Welcome to the 12 Days of Data, our look back at the data that made marketing in 2019. We’re looking at the year that was from an analytics perspective to see what insights we can take into the next year and decade. Sit up, get your coffee ready, and let’s celebrate some data.

Facebook Brand Engagement Statistics for Unpaid Content

We start with Facebook Page data for brands’ organic (unpaid) content. Using a curated list provided by Crowdtangle (a Facebook company), we augmented the list with other brand pages that we knew of for a sample size of 2,316 brand pages. Based on that data, we wanted to see what brand engagement looked like for 2019.

Before we go further, we define engagement as the number of interactions (reactions, comments, shares) that occurred on a Facebook brand post, divided by the number of followers of that Facebook brand page at the time of posting. For all the computations that follow, we use the median as the measure of centrality, rather than the mean (average) because medians deal better with outliers, especially in large social media datasets.

In 2019, these 2,316 brand pages published a total of 6,034,384 Facebook posts that were not paid or boosted posts:

12 Days of Data, Day 1: Facebook Brand Engagement Statistics for Unpaid Content

The headline statistic? The median amount of engagement a Facebook brand post, unpaid, received in 2019 was 0.0215%. To put it in context, that’s 1 out of 4,647 people who follow a brand page engaging with its unpaid content.

Other statistics:

  • The median number of engagements per post was 108 reactions, 15 comments
  • The median number of followers was 649,696
  • The median number of posts per day by brand is 7.62 posts

When we examine the trendline for this content, we see a slow and gentle decline throughout the year:

Median Engagement Rate, Unpaid Facebook Brand Content

Key Takeaway

Unpaid social media marketing on Facebook is effectively dead. When 1 out of every 4,600 followers engages in any way with your content, you’re better off standing on the sidewalk in front of your office, handing out brochures, than you are investing time in posting on Facebook without paying.

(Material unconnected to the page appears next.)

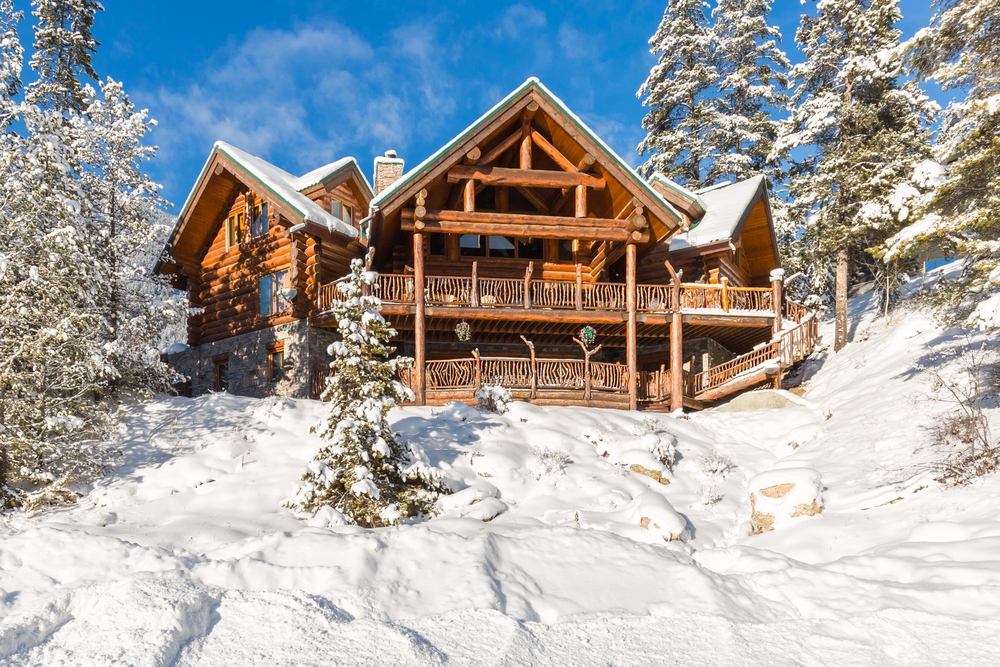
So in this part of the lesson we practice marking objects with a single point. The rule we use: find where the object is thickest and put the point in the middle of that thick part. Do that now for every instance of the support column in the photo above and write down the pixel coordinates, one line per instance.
(630, 296)
(777, 282)
(420, 327)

For contrast, according to Mailchimp, the average click rate for email in 2019 was 2.62%, or 121 times greater. While not apples-to-apples behaviorally, someone seeing your email and clicking on anything in it is 121 times more likely than someone seeing your Facebook post and clicking on anything in it.

Mentally make this shift in your 2020 marketing strategy: Facebook is only an ad platform. Period. End of sentence. Change your social media marketing strategy accordingly.

Methodology

Trust Insights used Facebook’s Crowdtangle software to extract all posts from 2,316 brand pages for calendar year-to-date 2019. A list of brand accounts was provided by Crowdtangle and then scored based on use of singular versus plural pronouns to classify whether an account was likely a person or a brand. Posts that were sponsored/paid were excluded at time of processing. Posts were deduplicated by post URL prior to tabulation. Engagement is defined as (reactions + comments + shares) / page Likes at posting. Due to the changing nature of audience sizes, determining follower size for individual brands was calculated as the median number of followers for the page during the study period. The timeframe of the study is January 1, 2019 to December 6, 2019. The date of extraction is December 7, 2019. Trust Insights is the sole sponsor of the study and neither gave nor received compensation for data used, beyond applicable service fees to software vendors.